Wednesday, January 20, 2010

You've Got Mail


Hello Flower!

Have you seen this book yet? The Postmistress? Pretty cover and a sort of Girl Power title don't you think? The Postmistress, a female, will be someone everyone in the town will have to deal with at some time, she will have authority over all things mail or will it turn out to be male? Hmmm... We shall see my floral chum.

The time is 1940-41 and the newly appointed Postmistress of Franklin, Cape Cod is 40 year old spinster Iris James. Iris sees herself as the very ethical bastion of order in a chaotic and disturbing world. Iris is not the only newcomer to this insulated and isolated town. There is also Emma Trask. An orphan, Emma is clinging to the hope that her marriage to Dr William Trask will bring her the family and sense of place and home that she has yearned for all her life.

Like most of the citizens in Franklin, Iris and Emma listen to the daily reports of Frankie Bard "somewhere in Europe" reporting on the war. A privileged child, the war is Frankie's schooling. She is living on adrenaline. Frankie's horrific reports seem to polarize the town. Just as it was all across the U.S. at that time, Franklin is divided into the people who are sure we will never enter the war and the people who expect U-boats to lining the beach any second. It is after one of Frankie's reports, this time about about an orphaned child, that Will Trask decides he must volunteer and he goes to London to join up.
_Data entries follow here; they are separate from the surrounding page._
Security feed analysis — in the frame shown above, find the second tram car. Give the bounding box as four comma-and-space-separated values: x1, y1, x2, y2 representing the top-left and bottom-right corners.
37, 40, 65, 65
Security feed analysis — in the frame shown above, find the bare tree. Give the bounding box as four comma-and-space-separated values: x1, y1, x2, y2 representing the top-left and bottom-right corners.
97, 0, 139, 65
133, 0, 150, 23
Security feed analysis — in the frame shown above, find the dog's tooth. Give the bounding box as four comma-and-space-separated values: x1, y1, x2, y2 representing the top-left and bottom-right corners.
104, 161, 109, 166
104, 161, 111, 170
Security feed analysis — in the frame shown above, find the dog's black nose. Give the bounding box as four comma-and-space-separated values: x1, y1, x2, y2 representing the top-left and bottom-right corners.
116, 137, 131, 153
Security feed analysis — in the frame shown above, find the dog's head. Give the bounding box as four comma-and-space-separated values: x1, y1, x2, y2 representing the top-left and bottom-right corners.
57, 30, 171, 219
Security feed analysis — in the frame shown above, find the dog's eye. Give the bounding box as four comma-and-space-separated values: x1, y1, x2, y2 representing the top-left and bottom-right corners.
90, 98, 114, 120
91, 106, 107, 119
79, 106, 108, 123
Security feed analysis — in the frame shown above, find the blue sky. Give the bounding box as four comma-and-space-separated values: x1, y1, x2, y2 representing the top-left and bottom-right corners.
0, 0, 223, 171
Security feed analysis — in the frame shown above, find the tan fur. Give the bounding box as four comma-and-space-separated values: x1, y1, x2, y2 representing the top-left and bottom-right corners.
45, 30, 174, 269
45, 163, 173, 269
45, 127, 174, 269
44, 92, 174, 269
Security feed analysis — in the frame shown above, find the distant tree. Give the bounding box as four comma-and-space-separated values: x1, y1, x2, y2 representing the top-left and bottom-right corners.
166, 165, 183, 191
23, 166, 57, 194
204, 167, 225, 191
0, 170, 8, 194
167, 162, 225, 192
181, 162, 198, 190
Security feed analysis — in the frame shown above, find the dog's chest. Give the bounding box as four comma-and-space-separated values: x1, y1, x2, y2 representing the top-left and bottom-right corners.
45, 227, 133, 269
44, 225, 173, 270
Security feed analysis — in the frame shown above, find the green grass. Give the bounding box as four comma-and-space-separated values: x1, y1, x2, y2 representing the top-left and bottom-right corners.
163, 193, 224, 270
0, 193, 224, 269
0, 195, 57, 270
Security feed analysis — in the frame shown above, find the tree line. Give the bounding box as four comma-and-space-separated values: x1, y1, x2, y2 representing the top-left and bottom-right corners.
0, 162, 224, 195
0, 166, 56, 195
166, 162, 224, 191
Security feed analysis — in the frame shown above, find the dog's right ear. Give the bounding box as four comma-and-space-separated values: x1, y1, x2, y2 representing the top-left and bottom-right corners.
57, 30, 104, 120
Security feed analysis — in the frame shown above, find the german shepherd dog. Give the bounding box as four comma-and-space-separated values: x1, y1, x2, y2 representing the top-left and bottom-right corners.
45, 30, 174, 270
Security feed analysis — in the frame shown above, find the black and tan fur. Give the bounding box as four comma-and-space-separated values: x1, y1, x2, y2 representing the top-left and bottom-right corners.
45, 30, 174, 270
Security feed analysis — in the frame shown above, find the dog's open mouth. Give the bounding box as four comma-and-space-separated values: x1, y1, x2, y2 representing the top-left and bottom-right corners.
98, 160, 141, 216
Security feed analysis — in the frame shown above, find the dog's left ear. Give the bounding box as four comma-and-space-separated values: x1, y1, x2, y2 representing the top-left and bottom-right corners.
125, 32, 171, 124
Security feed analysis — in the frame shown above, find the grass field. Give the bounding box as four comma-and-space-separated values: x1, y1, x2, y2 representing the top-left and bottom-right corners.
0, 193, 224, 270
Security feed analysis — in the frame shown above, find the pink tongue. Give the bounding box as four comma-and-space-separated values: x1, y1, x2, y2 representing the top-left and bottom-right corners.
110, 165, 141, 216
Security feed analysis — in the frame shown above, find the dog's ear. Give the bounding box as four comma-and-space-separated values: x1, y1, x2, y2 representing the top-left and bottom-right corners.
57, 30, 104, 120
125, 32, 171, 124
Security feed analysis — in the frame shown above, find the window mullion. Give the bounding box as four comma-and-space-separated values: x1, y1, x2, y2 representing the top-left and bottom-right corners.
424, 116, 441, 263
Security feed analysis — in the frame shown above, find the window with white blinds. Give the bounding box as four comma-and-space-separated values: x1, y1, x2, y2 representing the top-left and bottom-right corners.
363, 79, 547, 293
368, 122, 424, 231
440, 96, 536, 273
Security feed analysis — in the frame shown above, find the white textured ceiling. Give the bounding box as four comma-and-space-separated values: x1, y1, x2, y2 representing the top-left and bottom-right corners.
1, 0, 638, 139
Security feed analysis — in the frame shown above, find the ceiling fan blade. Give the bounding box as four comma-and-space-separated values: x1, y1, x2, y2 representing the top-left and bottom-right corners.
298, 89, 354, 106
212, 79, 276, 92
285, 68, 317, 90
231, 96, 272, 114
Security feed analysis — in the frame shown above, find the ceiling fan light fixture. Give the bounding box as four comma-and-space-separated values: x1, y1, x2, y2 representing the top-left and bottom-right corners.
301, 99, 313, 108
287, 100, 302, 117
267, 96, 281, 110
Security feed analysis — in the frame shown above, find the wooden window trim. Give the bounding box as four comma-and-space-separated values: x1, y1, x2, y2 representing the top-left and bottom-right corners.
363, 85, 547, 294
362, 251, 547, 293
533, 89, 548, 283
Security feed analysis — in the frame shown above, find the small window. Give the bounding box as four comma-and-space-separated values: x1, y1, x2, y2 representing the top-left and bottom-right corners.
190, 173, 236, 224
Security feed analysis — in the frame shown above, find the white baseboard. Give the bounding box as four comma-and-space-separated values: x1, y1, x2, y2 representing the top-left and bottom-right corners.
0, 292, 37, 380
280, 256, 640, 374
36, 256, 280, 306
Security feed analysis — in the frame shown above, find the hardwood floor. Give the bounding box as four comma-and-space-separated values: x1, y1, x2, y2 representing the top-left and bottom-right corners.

As attractive as the characters are they are not the most original part of the novel. The characters are likeable, clearly drawn and viewed with out sentiment, but they are hardly new. Ultimately however that doesn't matter. What carries the day here is storytelling. The author, Sarah Blake, has done a wonderful job with the plot of Postmistress. It's a perfect balance of tantalizing soap opera and hard edge subtleties. There are secrets, confessions, moral choices, chance meetings and the minutia of everyday life set against the backdrop of a war a world away and a war outside the window. This novel is also about information; who has it, how they desimate it, who believes it and are we ever justified in not sharing it.


I had read Blake's earlier novel, Grange House and thought it was splendid. Grange is another historical novel this time set in Maine in the late 1800's. It's a coming of age story told with great attention to detail, atmosphere and suspence. Between  Grange House and The Postmisstress I think Blake is a novelist to watch and enjoy. And. Either of her novels would be excellent for book groups.